The discovery of the CRISPR/Cas9 system in bacteria has ignited the world of gene editing. It has been applied to the modification of a growing range of organisms, with none found yet that can resist its powers. In particular, CRISPR technology has revolutionized the process for creating genetically modified mice—the workhorses for in vivo cancer research—allowing for shorter timelines and in many cases, more efficient procedures. In this webinar, our expert panel will discuss the strengths and benefits of CRISPR technology, how it differs from more traditional techniques, and some of the specific challenges it creates. They will share their at-the-bench experiences with viewers, providing practical, actionable information for researchers wanting to apply CRISPR technology to mouse-model generation, particularly for use in cancer research.

During the webinar, the panelists will:

  • Highlight the workflow for using CRISPR to generate genetically modified mice
  • Provide examples of models of human disease created using CRISPR
  • Discuss the challenges in applying the CRISPR system and how they have been overcome.

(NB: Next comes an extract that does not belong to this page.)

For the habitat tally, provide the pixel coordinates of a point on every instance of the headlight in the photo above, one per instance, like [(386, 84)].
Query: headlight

This webinar will last for approximately 60 minutes.

Speaker bios

Rudolf Jaenisch, Ph.D.

Massachusetts Institute of Technology
Cambridge, MA

Dr. Jaenisch is a founding member of the Whitehead Institute for Biomedical Research and a professor of biology at the Massachusetts Institute of Technology. He is a pioneer in creating transgenic mice, some of which have led to important advances in understanding cancer, neurological and connective tissue diseases, and developmental abnormalities; and he has explored basic questions such as the role of DNA modification, genomic imprinting, and X-chromosome inactivation. His laboratory is renowned for its expertise in cloning mice and in studying the myriad factors contributing to the success and failure of cellular reprogramming. Recently the lab has focused on using the iPS cell system to study diseases such as Alzheimer’s, Parkinson’s, and autism. Dr. Jaenisch is a member of the National Academy of Sciences and the International Society for Stem Cell Research. He was honored with the Boehringer Mannheim Molecular Bioanalytics Prize in 1996, received the first ever Gruber Foundation Genetics Prize in 2001, won the Robert Koch Prize for Excellence in Scientific Achievement in 2002, and the March of Dimes Prize in Developmental Biology in 2015, and was a recipient of the U.S. National Medal of Science in 2011. In 2014 he served as president of the International Society for Stem Cell Research.

David S. Grass, Ph.D.

Jackson Laboratory
Bar Harbor, ME

Dr. Grass has been involved in the generation of genetically modified mice for more than 25 years. He received his Ph.D. in molecular biology from Columbia University in New York, and was a postdoctoral fellow at the Sloan Kettering Institute, where his research focus was molecular immunology. He spent an extensive amount of time at a small biotech company (Xenogen Biosciences, previously known as DNX), where his groups were responsible for the generation of genetically modified animal models as well as phenotyping and in vivo compound assessment. Dr. Grass is currently senior director, genetic engineering, transgenic genotyping, and reproductive sciences at The Jackson Laboratory, with responsibility for the model generation program there.

Sean Sanders, Ph.D.

Washington, DC

Dr. Sanders did his undergraduate training at the University of Cape Town, South Africa, and his Ph.D. at the University of Cambridge, UK, supported by the Wellcome Trust. Following postdoctoral training at the National Institutes of Health and Georgetown University, Dr. Sanders joined TranXenoGen, a startup biotechnology company in Massachusetts working on avian transgenics. Pursuing his parallel passion for writing and editing, Dr. Sanders joined BioTechniques as an editor, before joining Science/AAAS in 2006. Currently Dr. Sanders is the Senior Editor for Custom Publishing for the journal Science and Program Director for Outreach.